Lung cancer radiotherapy treatments employ a wide variety of fractionation protocols. The choice among protocols mostly depends on the size of the target volume (GTV or ITV) and the volume of normal tissue receiving a critical dose. Rigorous mathematical criteria for normal tissue (NT) dose distributions were derived to determine the type of dose per fraction schedule that maximizes linear-quadratic tumor effect.

METHODS

Selecting the individual doses per fraction that maximize a linear-quadratic effect in the tumor while constraining the normal tissue complication probability according to the Lyman-Kutcher-Burman model leads to an optimization problem. For time-independent parameters, the solution is always an equal dose per fraction schedule; depending on parameter values, two different class solutions are suggested: minimal number of fractions clinically realized with hypo-fractionation, or minimizing dose per fraction clinically realized with standard- or hyper-fractionation. The value of a single scale-free "bifurcation" number, derived from the DVH of the NT dose distribution suggests which solution is preferred for a given plan with respect to a given normal tissue.

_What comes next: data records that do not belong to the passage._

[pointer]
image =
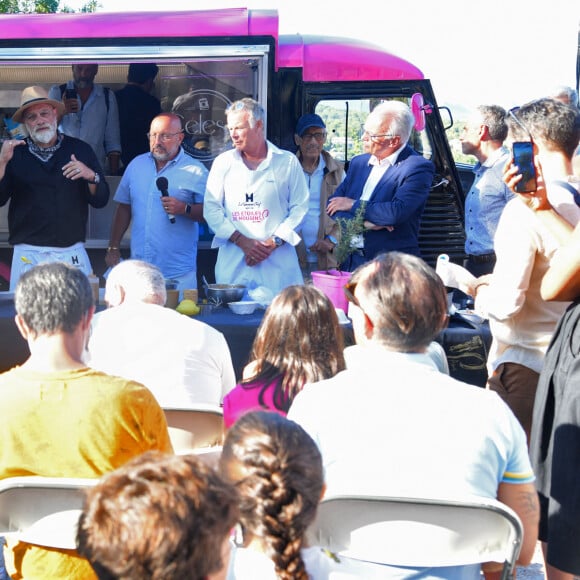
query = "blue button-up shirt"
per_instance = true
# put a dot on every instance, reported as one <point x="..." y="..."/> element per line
<point x="170" y="247"/>
<point x="485" y="202"/>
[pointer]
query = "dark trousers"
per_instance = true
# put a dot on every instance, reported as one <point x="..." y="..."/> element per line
<point x="516" y="385"/>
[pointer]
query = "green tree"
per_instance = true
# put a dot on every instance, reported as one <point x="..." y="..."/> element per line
<point x="42" y="6"/>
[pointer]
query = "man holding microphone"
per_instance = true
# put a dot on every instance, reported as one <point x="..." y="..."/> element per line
<point x="161" y="196"/>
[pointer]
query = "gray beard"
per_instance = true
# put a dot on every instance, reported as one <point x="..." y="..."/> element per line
<point x="45" y="136"/>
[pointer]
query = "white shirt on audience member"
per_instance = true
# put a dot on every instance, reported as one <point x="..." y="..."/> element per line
<point x="181" y="360"/>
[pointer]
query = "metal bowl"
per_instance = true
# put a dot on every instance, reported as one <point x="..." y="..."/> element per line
<point x="224" y="293"/>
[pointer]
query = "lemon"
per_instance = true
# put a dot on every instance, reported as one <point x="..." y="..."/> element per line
<point x="188" y="307"/>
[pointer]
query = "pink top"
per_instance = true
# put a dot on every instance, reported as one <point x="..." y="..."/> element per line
<point x="242" y="399"/>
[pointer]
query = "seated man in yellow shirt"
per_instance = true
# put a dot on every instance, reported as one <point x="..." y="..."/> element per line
<point x="61" y="418"/>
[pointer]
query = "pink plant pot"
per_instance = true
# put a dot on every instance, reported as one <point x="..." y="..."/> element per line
<point x="332" y="283"/>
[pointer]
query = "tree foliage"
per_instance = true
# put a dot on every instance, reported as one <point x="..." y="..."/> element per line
<point x="42" y="6"/>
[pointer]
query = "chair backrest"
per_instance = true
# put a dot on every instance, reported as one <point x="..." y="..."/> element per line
<point x="419" y="532"/>
<point x="42" y="510"/>
<point x="191" y="429"/>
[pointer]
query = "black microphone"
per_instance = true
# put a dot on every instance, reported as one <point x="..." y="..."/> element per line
<point x="162" y="186"/>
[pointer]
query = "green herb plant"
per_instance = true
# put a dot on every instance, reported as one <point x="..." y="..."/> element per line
<point x="349" y="229"/>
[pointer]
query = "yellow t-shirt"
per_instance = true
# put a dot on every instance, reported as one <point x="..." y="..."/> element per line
<point x="80" y="423"/>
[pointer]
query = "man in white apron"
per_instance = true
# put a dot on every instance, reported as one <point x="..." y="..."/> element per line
<point x="50" y="180"/>
<point x="256" y="197"/>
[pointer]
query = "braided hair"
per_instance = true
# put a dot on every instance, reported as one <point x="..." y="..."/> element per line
<point x="277" y="470"/>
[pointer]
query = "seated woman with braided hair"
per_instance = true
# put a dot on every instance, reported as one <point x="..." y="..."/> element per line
<point x="299" y="341"/>
<point x="277" y="470"/>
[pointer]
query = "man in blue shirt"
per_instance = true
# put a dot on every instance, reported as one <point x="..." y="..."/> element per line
<point x="165" y="229"/>
<point x="483" y="137"/>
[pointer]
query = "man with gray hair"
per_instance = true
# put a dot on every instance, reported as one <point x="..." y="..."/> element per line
<point x="483" y="136"/>
<point x="256" y="198"/>
<point x="391" y="179"/>
<point x="63" y="419"/>
<point x="391" y="424"/>
<point x="184" y="362"/>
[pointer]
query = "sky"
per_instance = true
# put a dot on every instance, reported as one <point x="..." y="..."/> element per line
<point x="503" y="52"/>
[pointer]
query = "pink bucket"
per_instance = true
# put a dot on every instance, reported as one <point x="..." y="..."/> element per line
<point x="332" y="283"/>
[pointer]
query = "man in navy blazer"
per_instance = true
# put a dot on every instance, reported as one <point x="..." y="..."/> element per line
<point x="392" y="179"/>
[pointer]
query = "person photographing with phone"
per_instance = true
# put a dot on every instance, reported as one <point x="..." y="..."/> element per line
<point x="555" y="424"/>
<point x="91" y="114"/>
<point x="521" y="321"/>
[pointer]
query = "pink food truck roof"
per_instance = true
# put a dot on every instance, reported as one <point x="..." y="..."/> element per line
<point x="321" y="58"/>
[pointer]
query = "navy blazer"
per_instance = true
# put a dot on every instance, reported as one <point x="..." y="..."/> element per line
<point x="397" y="200"/>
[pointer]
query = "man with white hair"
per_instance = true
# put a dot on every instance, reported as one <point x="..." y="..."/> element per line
<point x="391" y="179"/>
<point x="50" y="180"/>
<point x="184" y="362"/>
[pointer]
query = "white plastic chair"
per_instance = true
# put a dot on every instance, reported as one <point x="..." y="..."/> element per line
<point x="196" y="429"/>
<point x="42" y="510"/>
<point x="419" y="532"/>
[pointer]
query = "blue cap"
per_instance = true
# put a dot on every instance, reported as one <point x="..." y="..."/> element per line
<point x="307" y="121"/>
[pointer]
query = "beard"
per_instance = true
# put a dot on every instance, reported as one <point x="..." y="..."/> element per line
<point x="43" y="135"/>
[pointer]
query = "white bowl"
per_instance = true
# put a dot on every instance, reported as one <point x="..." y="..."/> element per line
<point x="246" y="307"/>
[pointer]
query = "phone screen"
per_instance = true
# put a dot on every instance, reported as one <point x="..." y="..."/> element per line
<point x="523" y="153"/>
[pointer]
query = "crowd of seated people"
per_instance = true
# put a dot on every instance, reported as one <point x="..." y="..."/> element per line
<point x="302" y="423"/>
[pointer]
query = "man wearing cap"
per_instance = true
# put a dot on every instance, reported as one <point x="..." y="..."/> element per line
<point x="323" y="175"/>
<point x="50" y="180"/>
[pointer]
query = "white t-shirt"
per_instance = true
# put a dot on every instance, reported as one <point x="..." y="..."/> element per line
<point x="181" y="360"/>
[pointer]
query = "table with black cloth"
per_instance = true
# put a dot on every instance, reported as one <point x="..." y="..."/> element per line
<point x="466" y="343"/>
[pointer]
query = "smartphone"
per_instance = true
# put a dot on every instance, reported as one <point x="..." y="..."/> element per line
<point x="523" y="154"/>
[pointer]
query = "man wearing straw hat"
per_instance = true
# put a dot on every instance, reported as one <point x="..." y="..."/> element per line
<point x="50" y="180"/>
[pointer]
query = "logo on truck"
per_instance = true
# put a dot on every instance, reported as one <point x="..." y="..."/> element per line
<point x="205" y="123"/>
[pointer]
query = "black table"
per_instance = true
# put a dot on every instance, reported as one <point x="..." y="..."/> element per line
<point x="466" y="344"/>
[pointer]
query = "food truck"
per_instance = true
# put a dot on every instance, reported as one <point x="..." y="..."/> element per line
<point x="209" y="58"/>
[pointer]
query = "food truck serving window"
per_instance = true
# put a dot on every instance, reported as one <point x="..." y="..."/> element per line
<point x="197" y="82"/>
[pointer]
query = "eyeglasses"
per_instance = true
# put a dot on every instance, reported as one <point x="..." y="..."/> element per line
<point x="512" y="114"/>
<point x="162" y="136"/>
<point x="43" y="114"/>
<point x="309" y="136"/>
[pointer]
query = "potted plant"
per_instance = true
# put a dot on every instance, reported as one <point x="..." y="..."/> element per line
<point x="332" y="282"/>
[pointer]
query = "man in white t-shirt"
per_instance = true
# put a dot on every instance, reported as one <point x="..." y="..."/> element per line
<point x="183" y="362"/>
<point x="391" y="424"/>
<point x="256" y="198"/>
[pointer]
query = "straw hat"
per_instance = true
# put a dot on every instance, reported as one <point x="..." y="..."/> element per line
<point x="35" y="96"/>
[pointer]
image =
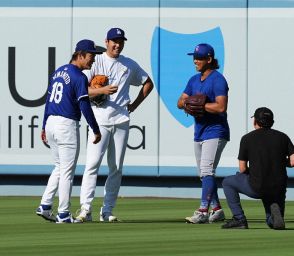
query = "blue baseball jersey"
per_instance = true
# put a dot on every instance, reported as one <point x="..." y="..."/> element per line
<point x="68" y="85"/>
<point x="210" y="126"/>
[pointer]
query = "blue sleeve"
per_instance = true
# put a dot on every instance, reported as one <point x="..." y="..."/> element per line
<point x="45" y="112"/>
<point x="188" y="89"/>
<point x="221" y="87"/>
<point x="87" y="111"/>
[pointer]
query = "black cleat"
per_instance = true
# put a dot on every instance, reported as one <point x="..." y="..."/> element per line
<point x="235" y="223"/>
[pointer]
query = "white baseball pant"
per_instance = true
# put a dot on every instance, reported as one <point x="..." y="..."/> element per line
<point x="207" y="154"/>
<point x="114" y="140"/>
<point x="64" y="139"/>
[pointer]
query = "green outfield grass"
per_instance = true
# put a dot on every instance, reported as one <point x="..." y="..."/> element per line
<point x="149" y="226"/>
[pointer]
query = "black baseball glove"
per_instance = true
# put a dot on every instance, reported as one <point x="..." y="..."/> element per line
<point x="194" y="105"/>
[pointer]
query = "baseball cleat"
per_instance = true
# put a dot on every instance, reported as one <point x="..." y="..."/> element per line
<point x="198" y="218"/>
<point x="107" y="217"/>
<point x="45" y="211"/>
<point x="64" y="217"/>
<point x="83" y="215"/>
<point x="235" y="223"/>
<point x="277" y="218"/>
<point x="215" y="216"/>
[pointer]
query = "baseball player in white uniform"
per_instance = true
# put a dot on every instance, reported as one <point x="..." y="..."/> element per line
<point x="113" y="119"/>
<point x="67" y="97"/>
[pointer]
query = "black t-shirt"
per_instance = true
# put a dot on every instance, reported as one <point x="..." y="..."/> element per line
<point x="266" y="151"/>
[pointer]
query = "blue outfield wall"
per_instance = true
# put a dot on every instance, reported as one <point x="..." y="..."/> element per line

The clinical relevance of the bifurcation number in selecting fractionation schemes was tested for 30 patients previously treated for non-small-cell lung cancer according to various fractionation protocols.

RESULTS

The bifurcation numbers for both lung and esophagus were a good classifier for the hypofractionated and the conventional fractionation groups. The variability of the numbers within patients of the conventional fractionation group was much smaller than the variability of the treated ITV volumes or the ITV to lung volume ratios. The prescribed fractionations were also consisted with the currently accepted alpha-beta values for tumor (10) and radiation-induced pneumonities in the lung (4).

CONCLUSIONS

Model-based criteria such as the bifurcation number may replace the more empirical volume criteria to decide the optimal fractionation protocol once the dose distribution has been optimized.